Crossbow pesticide use
I used Crossbow Weed Killer to treat ivy which destroying my fence. Is it legal to use that product in residential area? On the label under Part "wind restriction" something is not clear, but product was recommended by Home Depot ,
Lane County Oregon
Indeed, this is a tricky question, as the label includes terms such as "Fencerow" and "Noncrop Non-Agricultural Area." To avoid any uncertainty, I called the Oregon Department of Agriculture, and they informed me that for a number of years they have been interpreting Crossbow labels as NOT including residential sites and have cited people on numerous occasions for using Crossbow on residential sites.
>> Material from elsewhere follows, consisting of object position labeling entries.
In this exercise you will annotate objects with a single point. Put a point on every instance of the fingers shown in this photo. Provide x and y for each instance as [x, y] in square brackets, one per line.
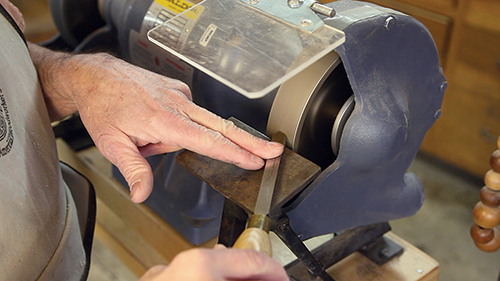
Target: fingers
[249, 265]
[124, 154]
[224, 264]
[153, 272]
[229, 143]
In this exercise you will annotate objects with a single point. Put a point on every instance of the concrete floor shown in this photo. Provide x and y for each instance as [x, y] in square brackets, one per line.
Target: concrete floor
[440, 228]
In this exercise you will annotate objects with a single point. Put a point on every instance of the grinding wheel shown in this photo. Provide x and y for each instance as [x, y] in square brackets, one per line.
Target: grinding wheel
[311, 109]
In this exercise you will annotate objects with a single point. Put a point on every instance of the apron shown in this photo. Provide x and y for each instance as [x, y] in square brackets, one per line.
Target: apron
[41, 237]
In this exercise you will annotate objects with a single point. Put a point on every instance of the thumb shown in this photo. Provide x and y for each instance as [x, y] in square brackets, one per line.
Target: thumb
[132, 165]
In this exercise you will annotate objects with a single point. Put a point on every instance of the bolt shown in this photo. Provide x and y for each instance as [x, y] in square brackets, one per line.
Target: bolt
[294, 4]
[389, 22]
[437, 114]
[443, 86]
[305, 22]
[284, 225]
[384, 251]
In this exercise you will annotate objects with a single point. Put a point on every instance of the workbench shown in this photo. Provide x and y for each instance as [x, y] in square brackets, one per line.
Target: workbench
[141, 239]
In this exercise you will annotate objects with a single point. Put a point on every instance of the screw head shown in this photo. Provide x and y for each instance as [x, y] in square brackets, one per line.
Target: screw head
[305, 22]
[294, 4]
[390, 22]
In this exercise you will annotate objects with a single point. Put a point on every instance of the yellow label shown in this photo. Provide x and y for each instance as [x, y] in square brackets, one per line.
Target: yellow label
[179, 6]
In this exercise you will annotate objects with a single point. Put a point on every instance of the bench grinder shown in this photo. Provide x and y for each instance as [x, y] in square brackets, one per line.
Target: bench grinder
[358, 107]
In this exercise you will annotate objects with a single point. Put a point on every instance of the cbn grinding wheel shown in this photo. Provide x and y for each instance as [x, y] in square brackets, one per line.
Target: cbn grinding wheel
[312, 107]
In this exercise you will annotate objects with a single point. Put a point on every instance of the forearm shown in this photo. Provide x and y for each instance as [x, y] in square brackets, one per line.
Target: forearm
[52, 68]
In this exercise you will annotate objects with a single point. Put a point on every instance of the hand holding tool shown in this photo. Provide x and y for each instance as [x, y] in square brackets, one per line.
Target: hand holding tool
[256, 234]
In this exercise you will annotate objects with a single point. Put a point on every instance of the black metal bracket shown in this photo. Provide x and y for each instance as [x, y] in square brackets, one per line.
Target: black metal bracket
[281, 226]
[381, 250]
[312, 265]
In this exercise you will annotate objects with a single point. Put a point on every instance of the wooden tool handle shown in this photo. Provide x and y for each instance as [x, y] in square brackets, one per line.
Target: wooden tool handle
[255, 239]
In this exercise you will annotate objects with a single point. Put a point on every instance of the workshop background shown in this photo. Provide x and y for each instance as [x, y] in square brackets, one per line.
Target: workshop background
[455, 154]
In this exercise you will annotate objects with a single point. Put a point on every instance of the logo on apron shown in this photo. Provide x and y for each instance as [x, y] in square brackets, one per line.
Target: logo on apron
[6, 135]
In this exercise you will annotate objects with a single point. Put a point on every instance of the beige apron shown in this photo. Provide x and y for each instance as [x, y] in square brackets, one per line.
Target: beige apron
[40, 235]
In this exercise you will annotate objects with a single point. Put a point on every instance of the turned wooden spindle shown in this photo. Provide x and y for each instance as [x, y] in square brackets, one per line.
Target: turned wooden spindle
[489, 197]
[495, 161]
[492, 180]
[486, 213]
[481, 235]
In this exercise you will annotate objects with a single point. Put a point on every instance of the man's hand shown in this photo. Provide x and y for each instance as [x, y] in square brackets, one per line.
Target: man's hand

That being said, there are other products containing similar ingredients that may be effective on ivy. If it is practical to cut and physically remove the ivy, there is a "cut vine and stump killer" product with a dauber attached to the lid such that you paint it, undiluted, on fresh cuts (must be fresh to be effective). If there is too much for that to be practical, you may choose to cut it down and then treat the re-growth with an herbicide. Cutting it will weaken it, and treating only the re-growth will use far less herbicide than treating all of the growth. I don't make a habit of recommending specific products, but there is one that is likely to be more effective than the others: Roundup brand brush killer. I say this because it contains two ingredients: glyphosate and triclopyr. This product is similar to mixing "Roundup" (glyphosate) and Crossbow (which contains triclopyr, along with another, relatively weaker ingredient). Also, the Roundup brush killer contains a surfactant, which is critical when applying to ivy due to the thick, waxy cuticle that causes water-based materials to bead up and run off. If you use this product, keep in mind that it will kill any green vegetation it lands on. Also, triclopyr (whether from Crossbow or another product) can be taken up by roots, so nearby plants can be affected as well.